The new commercial, which will debut Friday night on ESPN’s X-Games, called “Pin Map,” depicts Navy sailors performing a range of tasks to include detecting IEDs with ground robots, climbing snow-covered mountains with rifles, operating rigid-inflatable boats at sea, and flying carrier-launched aircraft in formation.
Each “pin” is intended to signify a strategically important part of the globe where Navy forces operate. Part of the rationale is to emphasize warfighting and sailors, pointing to the range of functions they perform in crucial areas around the world.
A key strategy with this new ad is to depart completely from the much-known and often criticized “NAVY: A Global Force for Good” ad campaign.
“Pin Map highlights Navy's unique ability to operate around the world -- on, above and below the sea. I think most folks will immediately take notice that Pin Map and its sister commercial The Shield, released in December, are a pretty big departure from the themes and images of our early Global Force for Good commercials,” said Cmdr. Chris Servello, spokesman for the Navy Chief of Personnel.
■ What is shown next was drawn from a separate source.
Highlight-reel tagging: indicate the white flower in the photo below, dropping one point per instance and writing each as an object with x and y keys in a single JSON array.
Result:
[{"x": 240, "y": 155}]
A national poll found that only 20-percent of Americans support the message of America’s Navy as a “global force for good,” according to a Navy Times report in February of 2013.
According to a Rasmussen Reports survey released in 2013, 70-percent of 1,000 survey respondents said the Navy’s responsibility was to defend the nation, not necessarily to perform “good” deeds, the article said.
As a result, it is perhaps not surprising that the new ad campaign emphasizes sailors and warfighting techniques and technologies without mentioning being a force for “good.”
A 30-second version of the “Pin Map” ad campaign will debut Friday evening at 10:30 EST on ESPN during coverage of the Winter X Games, Servello said.